Eran casi las siete de la tarde del lunes cuando Freud, Ferenczi y yo volvimos al hotel. Brill se había ido a casa, cansado y feliz. Creo que Coney Island es el lugar preferido de Brill de toda Norteamérica. Una vez me dijo que cuando llegó a este país con quince años, solo y sin un centavo, solía pasarse días enteros en el paseo marítimo entarimado, y a veces noches enteras debajo de él. Sea como fuere, para mí no era nada obvio que lo primero que gustase Freud de Norteamérica hubiera de incluir forzosamente el espectáculo de la Incubadora de Bebés Prematuros Vivos o de la Alegre Trixie, la dama de trescientos kilos de peso, anunciada con la arrobada frase publicitaria: ¡SANTO CIELO! ¡QUÉ GORDA! ¡QUÉ INCREÍBLEMENTE GORDA!
Pero Freud parecía encantado, y lo comparó con el Prater de Viena, «sólo que a escala gigantesca», apostilló el Maestro. Brill incluso lo persuadió para que alquilara un traje de baño y se uniera a nosotros en la enorme piscina de agua salada del Steeplechase Park. Freud demostró ser un nadador más poderoso que Brill o Ferenczi, pero por la tarde tuvo un acceso de molestias prostáticas. Nos sentamos, por tanto, en un café del paseo entablado, y allí, en medio del estridente clamor de las montañas rusas y el martilleo más regular de las olas, tuvimos una conversación que jamás podré olvidar.
Brill había estado ridiculizando el tratamiento que prescriben los médicos norteamericanos a las mujeres histéricas: curas de masajes, curas de vibraciones, curas de agua…
—Mitad curanderismo y mitad industria sexual —dijo.

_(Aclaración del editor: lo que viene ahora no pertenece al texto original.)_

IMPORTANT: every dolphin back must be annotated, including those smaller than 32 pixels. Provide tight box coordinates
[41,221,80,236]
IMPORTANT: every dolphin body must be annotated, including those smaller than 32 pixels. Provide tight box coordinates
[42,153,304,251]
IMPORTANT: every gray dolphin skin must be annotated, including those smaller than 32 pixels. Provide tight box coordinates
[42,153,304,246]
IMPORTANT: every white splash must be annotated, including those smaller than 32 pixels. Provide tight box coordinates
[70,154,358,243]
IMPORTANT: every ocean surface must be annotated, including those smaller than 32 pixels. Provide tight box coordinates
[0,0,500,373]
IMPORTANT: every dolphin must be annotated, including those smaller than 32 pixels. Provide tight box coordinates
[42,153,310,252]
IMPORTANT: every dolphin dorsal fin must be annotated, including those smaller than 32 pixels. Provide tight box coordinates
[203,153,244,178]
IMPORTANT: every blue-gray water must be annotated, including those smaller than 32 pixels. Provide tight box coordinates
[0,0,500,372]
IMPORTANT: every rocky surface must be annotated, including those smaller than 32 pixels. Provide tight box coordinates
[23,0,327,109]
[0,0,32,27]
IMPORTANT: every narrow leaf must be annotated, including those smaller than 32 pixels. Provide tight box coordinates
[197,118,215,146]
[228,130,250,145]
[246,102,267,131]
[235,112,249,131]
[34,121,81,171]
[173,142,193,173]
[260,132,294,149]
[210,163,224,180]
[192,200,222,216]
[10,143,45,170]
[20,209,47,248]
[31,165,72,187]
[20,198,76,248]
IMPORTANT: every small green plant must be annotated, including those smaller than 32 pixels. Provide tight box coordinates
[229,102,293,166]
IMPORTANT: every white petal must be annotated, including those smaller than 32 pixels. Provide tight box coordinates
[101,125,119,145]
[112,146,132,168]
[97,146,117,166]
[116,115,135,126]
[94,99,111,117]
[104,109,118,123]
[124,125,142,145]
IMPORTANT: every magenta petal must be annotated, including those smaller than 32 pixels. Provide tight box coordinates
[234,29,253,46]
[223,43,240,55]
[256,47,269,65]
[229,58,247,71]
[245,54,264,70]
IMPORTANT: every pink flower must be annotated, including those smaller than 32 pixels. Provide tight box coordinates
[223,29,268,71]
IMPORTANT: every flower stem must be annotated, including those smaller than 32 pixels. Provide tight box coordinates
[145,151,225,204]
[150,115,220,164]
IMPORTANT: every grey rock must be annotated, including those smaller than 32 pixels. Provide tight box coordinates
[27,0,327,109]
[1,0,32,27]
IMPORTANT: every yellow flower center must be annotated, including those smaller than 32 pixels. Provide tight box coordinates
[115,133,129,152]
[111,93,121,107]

Describió a continuación una enorme máquina vibradora recientemente adquirida (por cuatrocientos dólares) por un colega conocido suyo, nada menos que profesor en la Universidad de Columbia—. ¿Saben lo que estos médicos están haciendo realmente? Ninguno lo admite, pero están haciendo que sus pacientes femeninas lleguen al clímax.
—Parece sorprenderle —dijo Freud—. Avicena aplicaba el mismo tratamiento en Persia hace novecientos años.